I don’t know that it’s any more common now than in the recent past – I expect it’s more common than in say the '30s if only because international travel is faster and easier – but if a British or Australian actor wants to make it in Hollywood they’re going to have more opportunities if they can do an American accent. There aren’t that many roles in American movies and TV shows that call for a British/Australian accent. In some cases a part will be adjusted a bit if a non-American actor is deemed the best suited for the role, but an actor can’t count on that unless they’re already a big star.

Even when they’re not playing Americans, actors from Scotland, Ireland, Wales, Australia, and New Zealand often play English characters in movies. I assume this is in part because there are more English roles and in part because the average American moviegoer is more likely to be fooled by a phony English accent than a phony American accent.

by my own casual observation, with rare exception it seems like non-American actors are far better at affecting a fairly neutral American accent than American actors are at affecting, well, pretty much any non-American accent.

for example, I didn’t know Bob Hoskins was English until long after I had first seen Who Framed Roger Rabbit?

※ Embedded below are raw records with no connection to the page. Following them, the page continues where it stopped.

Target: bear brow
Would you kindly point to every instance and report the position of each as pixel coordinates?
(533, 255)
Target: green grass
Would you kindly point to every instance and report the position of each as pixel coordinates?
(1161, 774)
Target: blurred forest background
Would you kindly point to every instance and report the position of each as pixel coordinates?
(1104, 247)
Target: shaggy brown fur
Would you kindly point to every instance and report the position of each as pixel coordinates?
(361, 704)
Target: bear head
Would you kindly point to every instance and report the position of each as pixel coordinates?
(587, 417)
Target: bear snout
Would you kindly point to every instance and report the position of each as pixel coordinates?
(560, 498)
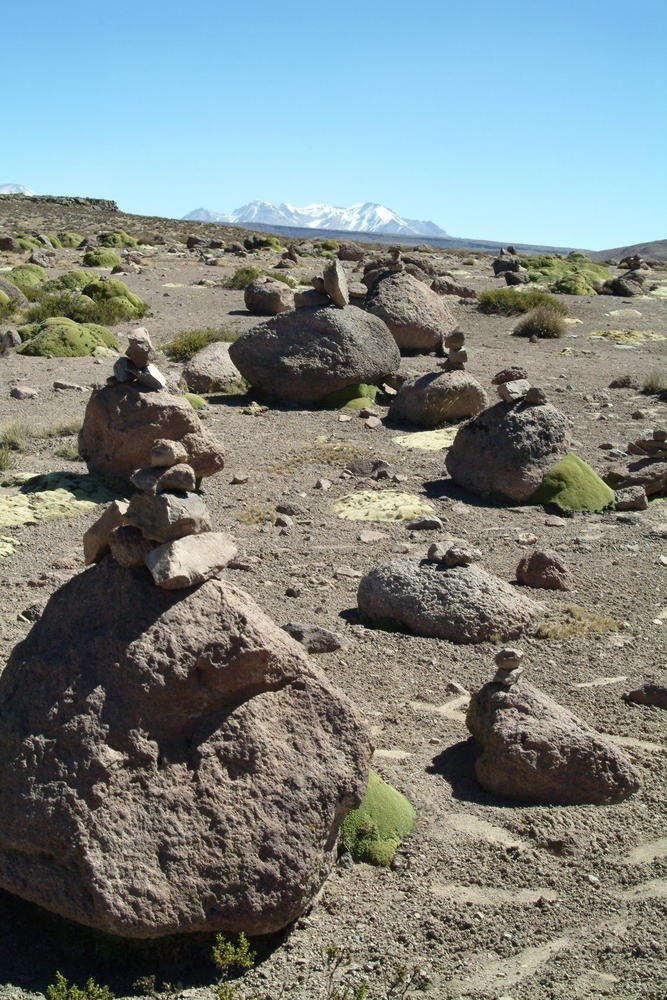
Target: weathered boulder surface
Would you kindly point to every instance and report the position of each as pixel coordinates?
(506, 449)
(123, 421)
(170, 761)
(267, 297)
(211, 369)
(435, 398)
(418, 318)
(304, 356)
(461, 603)
(535, 749)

And I was surprised to hear his voice in WFRR because the first movie I ever saw him in was The Long Good Friday, back when it ran in the theaters! Oh, and in that one, check out Pierce Brosnan in the gay bathhouse scene!:stuck_out_tongue:

The blonde lead from CHuck is an Aussie and I think she or Parade Magazine explained it: Brits and Aussies are less egocentric and are less demanding when it comes to American Tv work, that they are grateful. Plus fresh faces rather than seeing the same recycled American actors running thru failed series after failed series. American C or D listers especially.


I keep hearing that but I thought his American accent was appallingly bad. But I had seen him in Flickers so I may have been prejudiced.

Okay, not as bad as Olivier’s French-Canadian in 49th Parallel, but not the slightest bit convincing. I agree that the actors of the British Commonwealth have gotten better at doing American. F’rinstance, I’d never guess from his accent that Nathan Fillion was from far-off Edmonton.

I’m not an actor. But my guess would be that when you’re already playing a character and delivering lines that somebody else wrote for you, putting on a fake accent is just another part of the process.

WAG: The Australian showbiz industry is probably easier to break into because it’s much smaller; successful Australian actors quickly run out of local opportunities and seek work in the US; having achieved success in Australia, they have contacts who can help them with introductions and the sort of helping hand your average unknown aspiring US actor doesn’t have access to.